Page 44 introduces FormBuilder and tries to show how to get a web page that includes a form... but the example doesn't work. No joy; basically produces a blank page.

That makes the rest of p. 44 and all of p. 45 fairly useless, if one can't get the form to show up at all.

Then, after paging through documentation for Catalyst::Controller::FormBuilder, I determine that form.render in the code example should have been FormBuilder.render. That one's not yet in the errata, but I just reported it.

And fortunately I had read the book's online errata before looking at pp. 44 and 45; once the form is finally up and running, several code examples use $c->form->whatever but should use $self->formbuilder->whatever ... again, fatal errors.

I thought chapter 2 was a weak beginning; it's an attempt to do a Hello World application, but it contains way too many details that were ambiguous and distracting.
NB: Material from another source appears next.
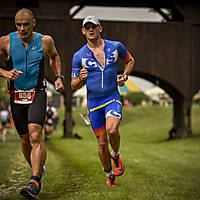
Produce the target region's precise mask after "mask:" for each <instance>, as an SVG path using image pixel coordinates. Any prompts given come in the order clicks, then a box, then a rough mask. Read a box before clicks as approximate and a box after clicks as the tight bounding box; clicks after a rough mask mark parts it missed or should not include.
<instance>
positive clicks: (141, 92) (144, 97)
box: [125, 92, 150, 105]
mask: <svg viewBox="0 0 200 200" xmlns="http://www.w3.org/2000/svg"><path fill="white" fill-rule="evenodd" d="M125 99H127V100H128V101H129V102H130V103H131V104H132V105H140V104H141V102H142V101H146V102H149V101H150V98H149V97H148V96H147V95H146V94H144V92H128V93H127V95H126V96H125Z"/></svg>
Why was the controller named Hello.pm and then a subroutine added to it also named 'hello'? If a controller is named Hello.pm, is that enough to call it up when /hello is in the URL? But then why is the sub named 'hello' too? It turns out to do with :Global vs. :Local in the sub's definition (the module could have been called Asparagus.pm so long as the 'hello' sub is ":Global") but that point is made only in passing: "(This hello action could have been implemented in Root.pm as a :Local action, but implementing it in its own file makes it easier to edit without affecting other parts of the application.)" Either come right out and explain, with examples, the difference between :Global and :Local and where the URL-related sub goes, or skip the damned point altogether and just show us a Hello World application that gets up and running using one way or the other. The distinction is further glopped up when the text talks about the resulting debugging output and says "The :Global part is especially important, so be sure that the debugging output mentions it." ... Er, there is absolutely NO "mention" in the excerpted debugging output about "Global." But it's "especially important"? So I spend time trying to find the Global easter egg, but eventually I give up. I still don't know whether that's a mistake or not; I submitted an errata report a while back.

I wish somebody with very little web application experience had read the manuscript critically before it was published, and had tried to run all the code. I blame Packt for that, not the author. For an author who is one of the principal developers, it's asking a lot to expect the author to recognize all the details that a newbie is likely to trip up on. The problem with knowing something is that you forget what it's like not to know. That's what makes teaching so hard.

All that being said, I think this book ultimately will work to get me comfortable with Catalyst. There are plenty of chapters ahead of me (I have just finished 3) and I am pleased with Jonathan Rockway's writing style: writing as if he were speaking at the podium with a Powerpoint presentation behind him... like a story. The example applications look to be sophisticated enough to illustrate all the moving parts. And it has me very engaged... perhaps the glitches have had the happy effect of getting me to pay more attention to the subject matter than I would have if the presentation had been as smooth as butter. Still, I'm very disappointed with the show-stopping code mistakes... grrrr.